Actually i am kind of against game development tutorials in general, but that's another story.
I agree there.
This tutorial teaches its readers how to create a map structure, how to display it, and how to make a @ move on it. It is also done in the simplest way possible. For example, there are two separate integers which describe the position of the player (x,y coordinates). I agree that this is simple, but if we are being serious about writing a roguelike, then it is very likely that we should actually create a "point" class. Maybe even we should create a "monster" class and let a player be a special instance of it (both my Hydra Slayer and HyperRogue don't do this, but if it is important for your design that the player is just as a special monster, then you should).
Another example: in
Article II movement is done by repeating roughly the same piece of code four times. Yeah, this is the simplest way for this tutorial, but obviously this piece of code is incomplete, as later we will have to add monster movement after each our move, a check whether we have wandered into a trap, special abilities activated by special movement patterns should be activated, and so on. We will have to remember to always add these new stuff to four places. And we will repeat the same four-repetition structure whenever we add monster movement, missile weapons, and so on.
But it is much more convenient to create an array of directions: create an array of 4 vectors which correspond to the four directions, and simply write the general routine which adds the i-th vector. This makes serious roguelikes easier to write, and as an added bonus, if you later decide to make movement eight-directional or hex-based, or decide to let the player choose for themselves, then you can change this without any problem.
By writing this in the simplest way possible, you make it harder for your readers to continue development. And you don't teach the very important design principle, which is that you should never repeat yourself.

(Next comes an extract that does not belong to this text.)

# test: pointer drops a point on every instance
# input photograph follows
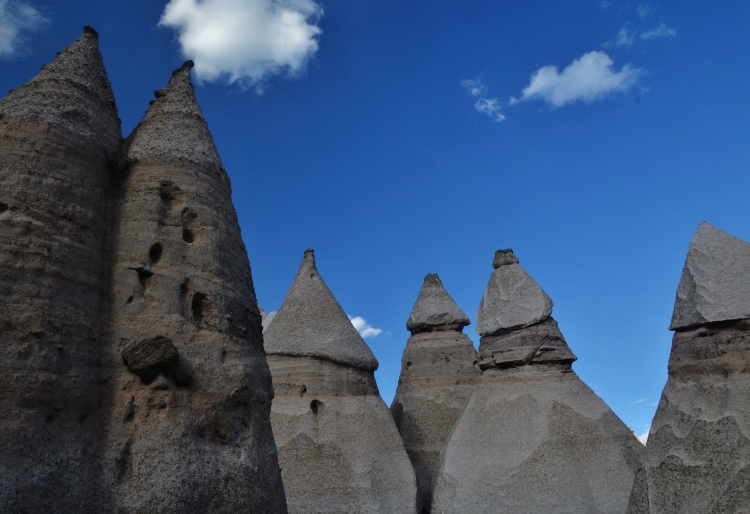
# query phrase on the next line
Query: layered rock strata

Even more important thing the tutorial teaches you is that whenever you write a roguelike, you should write the @ moving on screen. This is
false! Good programmers do not do that.
Jeff Lait has written eight seven day roguelikes. If you look at the newest one, Sword in In Hand, you will notice stuff that traces back to the oldest one, You Only Live Once. If you look at the source, you will notice things that are obviously irrelevant for Sword In Hand, but have been written for one of his previous 7DRLs and not removed. I have been once teaching programming to a friend, and he noticed that whenever we started a new project, I copied the sources of something else and removed almost everything.
That's how development is done. Bad artists imitate, great artists steal. You don't write basic stuff, just copy it from your older projects, or if you have no older projects from your own, learn/copy from older projects of other people.
I have created a roguelike which uses
hyperbolic geometry. I think this was a good idea and want other people to create hyperbolic geometry roguelikes too. But I would not recommend people to implement hyperbolic geometry on their own, or write a tutorial which explains how to do that. Instead, I would recommend them to take HyperRogue source, learn how it was done, and modify it. They would only need to throw away the game mechanics engine and write their own, and understand vectors and matrices if they want to create new graphics, but they would not need to understand how the map structure was implemented, only use what is already done.
The same goes for generic roguelikes. Thomas Biskup has created
QHack which is a simple roguelike written in C. I think a well documented and free-to-use working example is better than a tutorial. Other people would start with Angband, or with T-Engine. There are probably other good choices.
As far as I can tell, it is currently impossible to download the complete roguelike written in this tutorial. That is wrong. I think that you should comment it thoroughly, make it available for download, tell the players to download it and modify it, and provide the tutorial as a backup for those who want to understand why something has been done in a specific way.
That being said, i wouldn't use something like C (or c++) as a tutorial for programming or game design.
Do not write a roguelike in C. Write it in C++, it has many extensions, some of them will be useless for you, but there are other ones which are very useful (for example, I would not recommend a newbie to use C style strings, STL strings are OK). Don't write it in pure C++ either. Use an existing roguelike base (possibly based on C++ itself), it has extensions which will be even more useful for you.